Ces deux menaces, telles l’épée de Damoclès, sont sources d’autres insécurités. Tout d’abord, la difficulté d’accès à la protection sociale. Ainsi, comme pour l’insécurité alimentaire qui fait se mobiliser de nombreuses associations pour remédier au problème d’un État démissionnaire, de nombreux acteurs sur le terrain s’engagent en faveur de la santé des exilé·e·s. Beaucoup d’entre elleux arrivent au terme d’un voyage dangereux et difficile, tant psychologiquement que physiquement. Ensuite, l’accès à un logement. Sans travail ou ressources, avoir un toit est mission impossible. Pourtant éligible à l’accueil dans des Centres d’Hébergement et de Réinsertion Sociale (CHRS) comme prévu à l’article L345-2 du Code de l’Action Sociale et des Famille, saturés et insuffisants, la seule solution pour les exilé·e·s, autre que la rue, reste la solidarité ou l’ouverture de squats. Ces derniers sont souvent surpeuplés et surtout ne sont pas des solutions pérennes, car régulièrement évacués par les autorités. D’ailleurs, à l’heure où nous écrivons ses lignes, le squat de Talensac est évacué par les forces de l’ordre dans une opération menée par la mairie en concertation avec la préfecture. Une fois de plus, comme lors de l’évacuation du square Daviais en 2018, la maire de Nantes Johanna Rolland s’inscrit donc dans l’héritage de Nicole Questiaux. Cette évacuation, faite sans concertation avec les associations, en plein hiver et durant les fêtes, prévoit un relogement dans l’ancienne auberge de jeunesse de la Manufacture, qui jouissait d’une assez mauvaise réputation auprès des voyageu·rs·ses pour sa vétusté. D’une capacité d’environ 130 lits, elle permettrait à peine d’accueillir les 120 personnes vivant au squat de Talensac, alors que 200 personnes vivent actuellement dans un autre squat, sans électricité ni chauffage.
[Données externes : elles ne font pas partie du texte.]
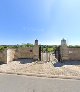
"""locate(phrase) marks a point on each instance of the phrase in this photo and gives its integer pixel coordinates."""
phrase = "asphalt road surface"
(14, 83)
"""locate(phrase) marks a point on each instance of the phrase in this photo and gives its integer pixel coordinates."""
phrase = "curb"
(43, 75)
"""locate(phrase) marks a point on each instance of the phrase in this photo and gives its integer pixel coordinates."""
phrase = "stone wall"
(29, 52)
(9, 55)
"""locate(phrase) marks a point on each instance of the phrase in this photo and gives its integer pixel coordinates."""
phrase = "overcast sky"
(23, 21)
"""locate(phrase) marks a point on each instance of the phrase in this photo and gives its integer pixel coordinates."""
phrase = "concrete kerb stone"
(43, 75)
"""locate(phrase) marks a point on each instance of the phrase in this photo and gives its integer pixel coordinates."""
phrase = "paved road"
(14, 83)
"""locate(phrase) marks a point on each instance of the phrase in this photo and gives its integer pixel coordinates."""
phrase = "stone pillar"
(64, 51)
(36, 52)
(10, 55)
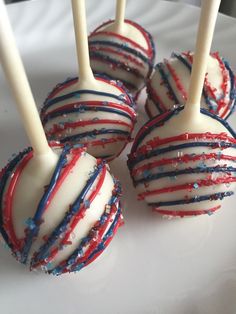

Une heure avant la manifestation nantaise, un rassemblement était prévu à l’esplanade des Cinq Communes, face à la préfecture, pour rendre hommage à Isam, jeune exilé âgé de 24 ans disparu récemment. Plusieurs dizaines de manifestant·e·s sont ensuite parti·e·s en cortège depuis la place du Bouffay, pour aller vers la préfecture via le cours des Cinquante Otages. Arrivé·e·s au rond-point du pont Morand, quelques prises de paroles, pour rappeler, puisqu’il semble malheureusement nécessaire de le faire, que les sans-papiers sont des humain·e·s comme les autres, et qu’à ce titre iels doivent bénéficier des mêmes droits que toustes les autres personnes, au pays dit «des droits de l’Homme». Cette appellation si chère à la nation française, devrait d’ailleurs être définitivement abolie, au profit des «droits humains». Radicalement, et pas d’une manière frileuse comme le demande le Haut Conseil à l’Égalité (HCE), en laissant intact « les titres de la Déclaration des droits de l’Homme et du citoyen ou de la Déclaration universelle des droits de l’Homme, afin de préserver les traces de l’Histoire ». Le HCE appelle néanmoins à utiliser l’expression « droits humains » pour tout autre usage, « afin d’en finir avec la logique discriminatoire encore véhiculée par la langue française ». Une réforme qui devrait être compréhensible par les élites bourgeoises, lettrées et instruites, qui continuent de s’attacher à leurs privilèges et maintiennent ainsi une majorité de personnes dans des situations indignes et inhumaines, en niant les réalités qu’ils et elles vivent. Prétendre ne pas voir les couleurs, les genres, les orientations sexuelles, c’est participer activement à l’invisibilisation des discriminations que vivent une majorité de personnes concernées. Il est temps de reconnaître cet état de faits et de se regrouper toustes ensemble, pour que les droits humains de tous et toutes soient enfin garantis.